Die Belegleinen wurden losgeworfen, das Boot wurde abgedrückt, und die Riemen tauchten ein.
„Holt durch“, befahl der Bootsmann.
Die beiden Offiziere blickten von der Kampanje dem kleinen Boot nach, das quer durch den Hafen und auf die steinernen Poller vor dem breit hingelagerten Bauwerk gepullt wurde. Das breite Portal aus hellem Stein wirkte, als habe ein schlechter Baumeister versucht, ein prunkvolles Vorbild aus Lisboa nachzuahmen.
Die ersten Gruppen der Insulaner blieben stehen und betrachteten ohne Scheu und in offener Neugierde das sich nähernde Boot vor der Kulisse des offenen Meeres, des Hafens und der drei Schiffe. Die Aufseher trieben die Sklaven weiterhin rücksichtslos mit den Peitschen und langen Knüppeln an. Von Deck der Galeone und von ihren Plätzen hinter dem Schanzkleid sahen die Spanier, wie schwere Ballen aus bunten und weißen Baumwollstoffen in das kleinere Schiff geladen wurden.

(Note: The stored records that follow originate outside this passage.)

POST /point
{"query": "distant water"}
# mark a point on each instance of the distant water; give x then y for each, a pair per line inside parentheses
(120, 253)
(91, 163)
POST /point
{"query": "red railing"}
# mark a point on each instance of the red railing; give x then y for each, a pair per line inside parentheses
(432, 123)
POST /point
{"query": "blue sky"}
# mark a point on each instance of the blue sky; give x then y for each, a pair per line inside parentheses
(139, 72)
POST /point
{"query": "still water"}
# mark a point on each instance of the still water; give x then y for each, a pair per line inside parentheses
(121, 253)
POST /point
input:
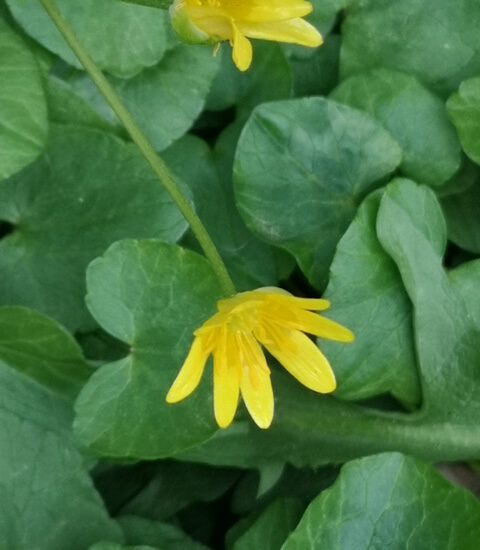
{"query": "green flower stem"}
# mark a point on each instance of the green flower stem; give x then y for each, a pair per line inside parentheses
(163, 173)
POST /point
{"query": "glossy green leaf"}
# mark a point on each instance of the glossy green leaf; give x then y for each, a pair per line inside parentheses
(123, 39)
(464, 110)
(269, 78)
(413, 115)
(445, 335)
(441, 48)
(138, 530)
(310, 429)
(301, 169)
(152, 296)
(176, 485)
(272, 527)
(114, 546)
(377, 309)
(41, 349)
(389, 501)
(462, 211)
(465, 280)
(67, 107)
(23, 109)
(166, 99)
(251, 263)
(48, 501)
(317, 73)
(88, 190)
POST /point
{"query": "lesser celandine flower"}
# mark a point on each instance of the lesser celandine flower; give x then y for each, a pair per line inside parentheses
(271, 318)
(212, 21)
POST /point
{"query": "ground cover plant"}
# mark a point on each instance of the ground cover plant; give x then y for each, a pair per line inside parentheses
(239, 279)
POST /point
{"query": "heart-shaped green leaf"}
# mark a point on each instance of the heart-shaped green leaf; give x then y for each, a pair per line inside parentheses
(310, 429)
(413, 115)
(165, 99)
(302, 167)
(88, 190)
(48, 500)
(441, 48)
(42, 349)
(23, 109)
(389, 501)
(151, 296)
(377, 309)
(122, 38)
(464, 110)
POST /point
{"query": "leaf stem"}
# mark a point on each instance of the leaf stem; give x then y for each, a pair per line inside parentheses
(161, 170)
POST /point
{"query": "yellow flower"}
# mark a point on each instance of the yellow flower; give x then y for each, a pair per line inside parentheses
(270, 317)
(212, 21)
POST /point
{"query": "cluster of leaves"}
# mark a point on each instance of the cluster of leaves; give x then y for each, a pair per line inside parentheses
(351, 170)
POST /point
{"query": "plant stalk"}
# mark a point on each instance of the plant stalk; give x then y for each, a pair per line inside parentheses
(161, 170)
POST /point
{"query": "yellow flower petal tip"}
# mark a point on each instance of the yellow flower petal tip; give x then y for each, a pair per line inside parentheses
(269, 318)
(235, 21)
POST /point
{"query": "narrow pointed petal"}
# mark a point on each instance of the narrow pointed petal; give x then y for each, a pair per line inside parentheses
(191, 372)
(306, 321)
(296, 31)
(226, 380)
(242, 50)
(255, 383)
(301, 357)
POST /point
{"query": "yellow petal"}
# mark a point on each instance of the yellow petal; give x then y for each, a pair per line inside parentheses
(255, 383)
(191, 372)
(301, 357)
(242, 50)
(296, 31)
(226, 380)
(311, 323)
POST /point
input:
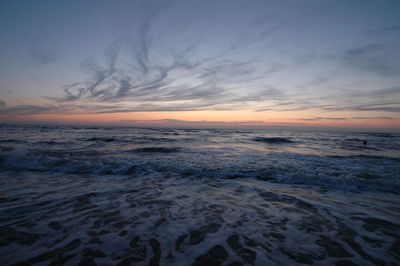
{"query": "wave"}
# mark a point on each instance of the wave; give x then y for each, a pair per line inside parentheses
(101, 139)
(335, 172)
(13, 141)
(276, 140)
(158, 150)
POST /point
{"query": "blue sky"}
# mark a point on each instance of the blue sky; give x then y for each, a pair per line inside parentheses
(290, 60)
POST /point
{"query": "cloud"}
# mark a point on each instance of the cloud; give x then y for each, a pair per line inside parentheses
(389, 29)
(189, 122)
(27, 110)
(373, 117)
(41, 56)
(374, 57)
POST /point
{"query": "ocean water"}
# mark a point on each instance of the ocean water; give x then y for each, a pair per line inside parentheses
(147, 196)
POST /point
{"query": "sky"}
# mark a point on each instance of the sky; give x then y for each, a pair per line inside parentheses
(183, 62)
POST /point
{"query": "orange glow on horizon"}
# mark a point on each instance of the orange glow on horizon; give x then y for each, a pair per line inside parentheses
(212, 118)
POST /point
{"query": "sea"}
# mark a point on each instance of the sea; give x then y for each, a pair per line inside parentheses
(104, 195)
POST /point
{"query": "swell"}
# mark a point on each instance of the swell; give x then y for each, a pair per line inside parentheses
(275, 140)
(339, 172)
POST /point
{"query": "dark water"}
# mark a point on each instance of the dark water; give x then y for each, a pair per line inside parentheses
(197, 196)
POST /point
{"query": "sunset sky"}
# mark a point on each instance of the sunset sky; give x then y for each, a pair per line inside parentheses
(296, 63)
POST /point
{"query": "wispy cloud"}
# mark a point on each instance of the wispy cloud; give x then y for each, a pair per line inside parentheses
(374, 57)
(389, 29)
(42, 56)
(27, 110)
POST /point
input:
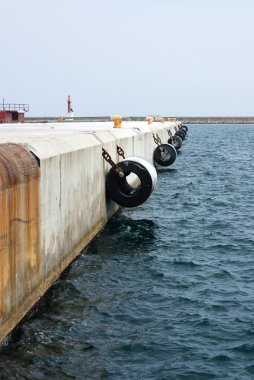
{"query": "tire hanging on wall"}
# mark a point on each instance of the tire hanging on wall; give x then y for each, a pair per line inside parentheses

Noch immer bimmelte die kleine Glocke im Kirchturm.
Als das Beiboot anlegte und drei Negerjungen die Tauenden packten, öffneten sich knarrend die hohen, verwitterten Türen im Eingang des Hafengebäudes.
Zwei nachlässig gekleidete Musketenträger hielten die schmalen Balkentüren offen, und ein gedrungener, schwarzhaariger Mann, seinen Hut schwenkend, eilte auf den Kommandanten zu. Nach zehn Schritten merkte er, daß er wenig würdevoll hastete. Er drückte die Brust heraus, ging langsamer und blieb stehen, als der prächtig gekleidete spanische Kapitän an Land kletterte.
Mittlerweile waren noch mehr Portugiesen herangeschlendert. Einige wurden von schwarzen Dienern begleitet, die Sonnenschirme über die Köpfe ihrer Herren hielten.
Das Läuten vom nahen Kirchturm hörte endlich auf.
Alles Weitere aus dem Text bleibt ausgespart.